“Go away, Python”? Where dropping it helps - and where it doesn’t
“Go away, Python” tends to surface when teams hit performance ceilings, cold-start pain, or packaging fatigue. What’s notable here is the emergent pattern, not a wholesale exodus: CPU-bound or latency-critical paths are increasingly moving to Rust or Go, while Python remains the glue at the edges. Under the hood, the ecosystem has quietly adapted to this reality. PyO3/maturin make FFI practical, Pydantic v2’s Rust core shows the payoff of hybrid designs, and faster tooling like uv trims install times and dependency churn. Meanwhile, CPython 3.11+ brings real speedups, and no-GIL work landing behind flags in 3.13 indicates the runtime is addressing concurrency head-on.
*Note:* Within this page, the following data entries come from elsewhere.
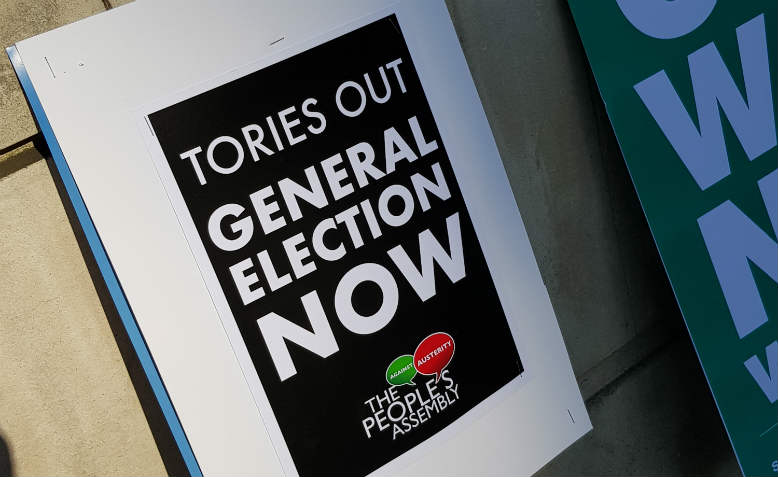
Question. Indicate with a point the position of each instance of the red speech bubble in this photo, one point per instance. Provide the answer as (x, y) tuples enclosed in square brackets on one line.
[(433, 354)]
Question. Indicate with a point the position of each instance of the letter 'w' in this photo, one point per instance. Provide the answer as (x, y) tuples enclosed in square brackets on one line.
[(452, 263), (704, 152)]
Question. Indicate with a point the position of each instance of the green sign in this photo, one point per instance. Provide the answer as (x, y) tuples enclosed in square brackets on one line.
[(690, 88)]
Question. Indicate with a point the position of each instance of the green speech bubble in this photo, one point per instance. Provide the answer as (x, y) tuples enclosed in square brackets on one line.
[(401, 371)]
The bigger picture is a polyglot stack that assigns the right job to the right layer: Go for lean services and fan-out concurrency, Rust for hot loops and safety at the systems edge, Python for orchestration, data workflows, and the ML interface where the heavy lifting already lives in C/CUDA. Worth noting: “rewrite it” is often costlier than profiling and isolating hotspots, and drop-in library parity across languages remains uneven. The industry implication isn’t Python disappearing; it’s tighter contracts between layers, better FFI ergonomics, and a healthier separation of concerns. “Go away, Python” isn’t a strategy - it’s a signal to re-architect thoughtfully.